Japón pedirá a los banqueros del G-10 medidas contra la apreciación del yen

El yen cotizaba el pasado viernes a 118,3 unidades por dólar, un nivel sensiblemente superior a los 120 yenes que las autoridades niponas han marcado como límite para la intervención del Banco Central. Antes de llevar a cabo una intervención unilateral, el gobernador del Banco de Japón, Masajuro Shiokawa, expondrá hoy a sus colegas del G-10 la necesidad de adoptar medidas conjuntas ante la caída del dólar frente a las principales divisas en los últimos meses.

Será una petición en balde porque, como explicaba la semana pasada un analista, el mercado 'no puede ignorar el deterioro de la política fiscal de EE UU y los graves riesgos que atenazan a esta economía'. Los expertos afirman que el plan de estímulo económico planteado por el presidente de EE UU, George Bush, incidirá negativamente sobre la cotización del dólar, dado el aumento del déficit público que conlleva.

Con la creciente tensión sobre Corea del Norte, el euro se erige como el principal beneficiario de la crisis que atraviesa el mercado cambiario. Una fortaleza que ayuda a reducir las tensiones inflacionistas en la eurozona, pero que también tiene repercusiones negativas sobre las exportaciones y el crecimiento.

'A largo plazo, un euro fuerte reducirá la competitividad internacional' de las exportaciones alemanas, aseguraba el jueves el presidente del Bundesbank, Ernst Welteke.

Otras autoridades europeas, sin embargo, minimizaban el impacto del alza del euro sobre el crecimiento.

En todo caso, el mercado cambiario será uno de los principales temas de reunión de los banqueros del G-10 en Basilea. El otro tema estrella será la elección del sustituto de Andrew Crockett como director general del Banco de Pagos Internacionales (BIS, por sus siglas en inglés).

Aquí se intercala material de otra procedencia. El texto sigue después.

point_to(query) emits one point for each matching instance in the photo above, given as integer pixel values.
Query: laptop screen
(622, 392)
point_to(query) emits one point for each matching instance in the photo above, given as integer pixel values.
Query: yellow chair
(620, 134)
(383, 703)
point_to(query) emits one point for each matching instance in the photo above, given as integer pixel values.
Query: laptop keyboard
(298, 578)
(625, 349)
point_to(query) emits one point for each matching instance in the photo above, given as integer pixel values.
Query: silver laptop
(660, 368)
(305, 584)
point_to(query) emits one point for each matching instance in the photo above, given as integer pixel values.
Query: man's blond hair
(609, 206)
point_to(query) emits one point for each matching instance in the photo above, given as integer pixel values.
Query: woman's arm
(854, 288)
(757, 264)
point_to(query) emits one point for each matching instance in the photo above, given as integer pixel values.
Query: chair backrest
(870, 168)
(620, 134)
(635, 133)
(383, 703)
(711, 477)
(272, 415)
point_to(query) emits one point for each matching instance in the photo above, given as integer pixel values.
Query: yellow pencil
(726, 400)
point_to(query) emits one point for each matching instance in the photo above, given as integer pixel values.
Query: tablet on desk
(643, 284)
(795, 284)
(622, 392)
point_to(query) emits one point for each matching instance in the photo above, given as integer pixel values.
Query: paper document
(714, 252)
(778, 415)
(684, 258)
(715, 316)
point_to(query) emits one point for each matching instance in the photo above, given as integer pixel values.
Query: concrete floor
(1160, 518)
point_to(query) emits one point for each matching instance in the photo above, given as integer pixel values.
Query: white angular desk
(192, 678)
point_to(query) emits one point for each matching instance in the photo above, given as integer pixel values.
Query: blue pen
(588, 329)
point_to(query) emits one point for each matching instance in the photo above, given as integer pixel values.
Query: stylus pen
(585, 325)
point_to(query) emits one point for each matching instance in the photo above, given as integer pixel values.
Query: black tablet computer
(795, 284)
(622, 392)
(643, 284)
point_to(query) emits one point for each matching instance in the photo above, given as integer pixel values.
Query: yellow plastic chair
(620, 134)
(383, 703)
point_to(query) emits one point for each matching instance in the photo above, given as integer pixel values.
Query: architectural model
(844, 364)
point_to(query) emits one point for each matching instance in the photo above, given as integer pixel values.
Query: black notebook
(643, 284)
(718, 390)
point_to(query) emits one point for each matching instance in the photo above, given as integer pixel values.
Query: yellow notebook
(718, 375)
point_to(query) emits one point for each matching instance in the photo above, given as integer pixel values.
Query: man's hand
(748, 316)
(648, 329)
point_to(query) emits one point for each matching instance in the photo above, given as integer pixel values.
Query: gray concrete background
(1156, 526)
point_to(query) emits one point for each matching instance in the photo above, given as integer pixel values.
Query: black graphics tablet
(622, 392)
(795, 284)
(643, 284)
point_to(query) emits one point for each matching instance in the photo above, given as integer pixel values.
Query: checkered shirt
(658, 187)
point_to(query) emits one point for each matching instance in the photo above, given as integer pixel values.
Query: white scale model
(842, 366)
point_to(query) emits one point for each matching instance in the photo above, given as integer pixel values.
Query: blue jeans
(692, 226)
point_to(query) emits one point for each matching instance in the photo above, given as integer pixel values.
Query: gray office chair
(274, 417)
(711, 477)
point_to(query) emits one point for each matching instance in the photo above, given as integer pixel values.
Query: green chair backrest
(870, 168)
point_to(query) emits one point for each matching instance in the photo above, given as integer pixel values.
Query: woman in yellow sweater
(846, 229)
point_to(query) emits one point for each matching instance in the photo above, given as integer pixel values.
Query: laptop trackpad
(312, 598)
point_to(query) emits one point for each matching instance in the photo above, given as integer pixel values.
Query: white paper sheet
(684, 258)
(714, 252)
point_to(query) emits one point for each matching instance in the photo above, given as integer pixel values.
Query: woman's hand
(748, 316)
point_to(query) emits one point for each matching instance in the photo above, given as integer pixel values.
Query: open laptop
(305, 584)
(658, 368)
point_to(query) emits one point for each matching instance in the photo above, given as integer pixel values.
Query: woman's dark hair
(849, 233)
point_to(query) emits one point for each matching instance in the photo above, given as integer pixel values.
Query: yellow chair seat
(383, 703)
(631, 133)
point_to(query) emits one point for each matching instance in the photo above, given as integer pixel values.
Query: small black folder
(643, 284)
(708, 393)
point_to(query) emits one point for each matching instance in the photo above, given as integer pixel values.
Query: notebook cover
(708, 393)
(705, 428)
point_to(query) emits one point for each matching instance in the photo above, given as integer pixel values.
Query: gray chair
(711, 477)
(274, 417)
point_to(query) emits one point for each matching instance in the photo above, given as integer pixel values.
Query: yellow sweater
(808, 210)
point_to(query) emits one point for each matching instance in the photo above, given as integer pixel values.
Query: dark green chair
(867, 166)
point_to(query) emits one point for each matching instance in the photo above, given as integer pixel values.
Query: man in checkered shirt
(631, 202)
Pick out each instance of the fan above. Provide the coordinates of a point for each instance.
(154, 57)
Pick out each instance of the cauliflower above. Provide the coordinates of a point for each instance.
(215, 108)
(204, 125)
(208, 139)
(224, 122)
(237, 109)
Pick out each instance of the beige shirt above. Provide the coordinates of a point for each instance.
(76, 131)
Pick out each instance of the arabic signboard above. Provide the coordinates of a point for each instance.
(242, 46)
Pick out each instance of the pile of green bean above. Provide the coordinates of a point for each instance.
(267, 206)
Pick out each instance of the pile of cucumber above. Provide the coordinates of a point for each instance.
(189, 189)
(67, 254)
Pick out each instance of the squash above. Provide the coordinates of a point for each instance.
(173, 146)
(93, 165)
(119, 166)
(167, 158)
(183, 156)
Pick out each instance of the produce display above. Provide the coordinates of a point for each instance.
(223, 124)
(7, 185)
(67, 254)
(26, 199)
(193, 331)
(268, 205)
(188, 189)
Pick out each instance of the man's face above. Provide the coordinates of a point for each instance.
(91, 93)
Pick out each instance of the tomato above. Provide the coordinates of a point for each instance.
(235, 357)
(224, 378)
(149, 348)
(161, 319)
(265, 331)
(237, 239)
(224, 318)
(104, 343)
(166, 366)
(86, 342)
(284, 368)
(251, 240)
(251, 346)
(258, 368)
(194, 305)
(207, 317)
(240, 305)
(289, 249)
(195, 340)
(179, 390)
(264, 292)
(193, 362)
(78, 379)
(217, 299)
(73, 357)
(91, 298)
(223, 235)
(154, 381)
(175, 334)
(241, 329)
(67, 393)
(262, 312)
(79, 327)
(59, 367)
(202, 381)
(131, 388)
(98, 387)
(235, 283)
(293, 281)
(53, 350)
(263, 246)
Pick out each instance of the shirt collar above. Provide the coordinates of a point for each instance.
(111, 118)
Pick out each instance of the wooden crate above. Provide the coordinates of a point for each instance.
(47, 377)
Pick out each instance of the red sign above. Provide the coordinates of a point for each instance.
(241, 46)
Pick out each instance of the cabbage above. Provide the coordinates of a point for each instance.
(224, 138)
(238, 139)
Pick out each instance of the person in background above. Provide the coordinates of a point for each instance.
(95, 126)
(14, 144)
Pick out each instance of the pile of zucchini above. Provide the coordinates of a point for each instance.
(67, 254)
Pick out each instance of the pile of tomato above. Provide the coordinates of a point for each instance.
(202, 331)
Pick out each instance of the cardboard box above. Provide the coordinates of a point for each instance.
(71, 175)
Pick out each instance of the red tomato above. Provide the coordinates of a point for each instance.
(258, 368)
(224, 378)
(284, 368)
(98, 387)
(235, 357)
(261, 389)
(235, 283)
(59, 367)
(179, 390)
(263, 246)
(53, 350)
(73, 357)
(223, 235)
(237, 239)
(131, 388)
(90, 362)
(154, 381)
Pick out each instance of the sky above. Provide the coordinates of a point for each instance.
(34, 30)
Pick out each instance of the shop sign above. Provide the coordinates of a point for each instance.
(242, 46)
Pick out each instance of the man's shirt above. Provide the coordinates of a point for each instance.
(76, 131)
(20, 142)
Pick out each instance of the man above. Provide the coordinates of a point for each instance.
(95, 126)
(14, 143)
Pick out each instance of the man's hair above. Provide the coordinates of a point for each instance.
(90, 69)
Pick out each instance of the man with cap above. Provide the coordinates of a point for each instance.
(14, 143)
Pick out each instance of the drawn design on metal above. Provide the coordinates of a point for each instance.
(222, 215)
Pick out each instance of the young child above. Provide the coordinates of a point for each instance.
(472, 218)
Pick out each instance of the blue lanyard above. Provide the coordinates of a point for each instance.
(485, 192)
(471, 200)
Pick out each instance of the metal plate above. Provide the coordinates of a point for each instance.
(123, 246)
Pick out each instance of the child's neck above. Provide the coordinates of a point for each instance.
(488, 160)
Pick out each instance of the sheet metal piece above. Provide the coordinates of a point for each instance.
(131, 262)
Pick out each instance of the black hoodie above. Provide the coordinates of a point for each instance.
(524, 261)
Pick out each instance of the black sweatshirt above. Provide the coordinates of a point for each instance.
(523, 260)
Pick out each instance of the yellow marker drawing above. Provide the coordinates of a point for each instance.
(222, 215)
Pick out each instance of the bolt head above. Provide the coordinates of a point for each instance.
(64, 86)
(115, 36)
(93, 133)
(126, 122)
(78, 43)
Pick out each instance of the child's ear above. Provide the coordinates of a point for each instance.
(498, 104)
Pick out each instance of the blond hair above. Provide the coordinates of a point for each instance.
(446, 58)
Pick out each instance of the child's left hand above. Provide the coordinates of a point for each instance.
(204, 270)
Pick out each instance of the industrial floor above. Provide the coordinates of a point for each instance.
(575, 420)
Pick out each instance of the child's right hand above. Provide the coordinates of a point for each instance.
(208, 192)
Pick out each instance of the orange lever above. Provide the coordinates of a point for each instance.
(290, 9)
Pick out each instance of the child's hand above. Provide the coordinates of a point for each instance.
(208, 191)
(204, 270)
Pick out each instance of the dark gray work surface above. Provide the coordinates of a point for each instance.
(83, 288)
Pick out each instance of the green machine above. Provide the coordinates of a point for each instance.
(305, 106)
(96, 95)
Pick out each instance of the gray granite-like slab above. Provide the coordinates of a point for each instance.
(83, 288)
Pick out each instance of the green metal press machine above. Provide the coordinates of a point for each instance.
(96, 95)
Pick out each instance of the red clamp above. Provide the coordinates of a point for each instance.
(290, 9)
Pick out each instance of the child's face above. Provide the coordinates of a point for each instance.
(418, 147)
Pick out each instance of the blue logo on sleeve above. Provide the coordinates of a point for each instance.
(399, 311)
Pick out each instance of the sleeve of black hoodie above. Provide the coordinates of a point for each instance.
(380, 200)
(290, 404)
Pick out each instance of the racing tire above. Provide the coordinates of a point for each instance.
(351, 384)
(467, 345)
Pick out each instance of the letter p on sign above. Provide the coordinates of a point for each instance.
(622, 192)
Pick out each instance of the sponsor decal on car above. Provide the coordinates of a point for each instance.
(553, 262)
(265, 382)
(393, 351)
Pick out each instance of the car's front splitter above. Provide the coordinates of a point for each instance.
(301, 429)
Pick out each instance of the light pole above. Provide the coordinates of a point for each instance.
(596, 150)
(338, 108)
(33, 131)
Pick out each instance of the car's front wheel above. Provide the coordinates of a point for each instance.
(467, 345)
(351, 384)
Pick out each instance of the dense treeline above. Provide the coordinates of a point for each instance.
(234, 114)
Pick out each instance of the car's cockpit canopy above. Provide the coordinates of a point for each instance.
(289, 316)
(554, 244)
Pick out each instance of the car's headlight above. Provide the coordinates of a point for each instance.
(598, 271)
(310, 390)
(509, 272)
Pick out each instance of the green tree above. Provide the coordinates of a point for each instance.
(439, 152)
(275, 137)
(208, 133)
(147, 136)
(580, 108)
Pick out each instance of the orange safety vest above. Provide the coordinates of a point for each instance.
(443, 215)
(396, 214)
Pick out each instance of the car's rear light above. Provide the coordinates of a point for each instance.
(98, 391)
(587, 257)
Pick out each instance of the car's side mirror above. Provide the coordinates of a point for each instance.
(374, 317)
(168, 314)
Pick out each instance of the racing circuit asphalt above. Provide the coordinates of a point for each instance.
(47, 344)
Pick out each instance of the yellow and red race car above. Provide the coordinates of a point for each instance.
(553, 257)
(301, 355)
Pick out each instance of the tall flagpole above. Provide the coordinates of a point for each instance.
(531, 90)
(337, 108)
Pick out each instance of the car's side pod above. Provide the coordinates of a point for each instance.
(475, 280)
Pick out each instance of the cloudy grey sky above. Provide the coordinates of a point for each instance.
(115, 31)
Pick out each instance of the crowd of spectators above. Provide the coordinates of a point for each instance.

Por primera vez desde su creación, en 1930, EE UU cuestiona el nombramiento de un europeo para el cargo y se han llegado a barajar incluso los nombres de Armínio Fraga, ex presidente del Banco Central de Brasil, y Guillermo Ortiz, del Banco de México, para el cargo.

Sin embargo, los analistas creen que el puesto de la organización que reúne a los bancos centrales recaerá en un destacado miembro de la comunidad financiera internacional que sea perteneciente a un país desarrollado. Entre los posibles candidatos: Jacob Frenkel, presidente de Merrill Lynch Internacional; Gerd Hausler, director de mercados en el Fondo Monetario Internacional, y Urban Backstrom, gobernador del Banco Central sueco.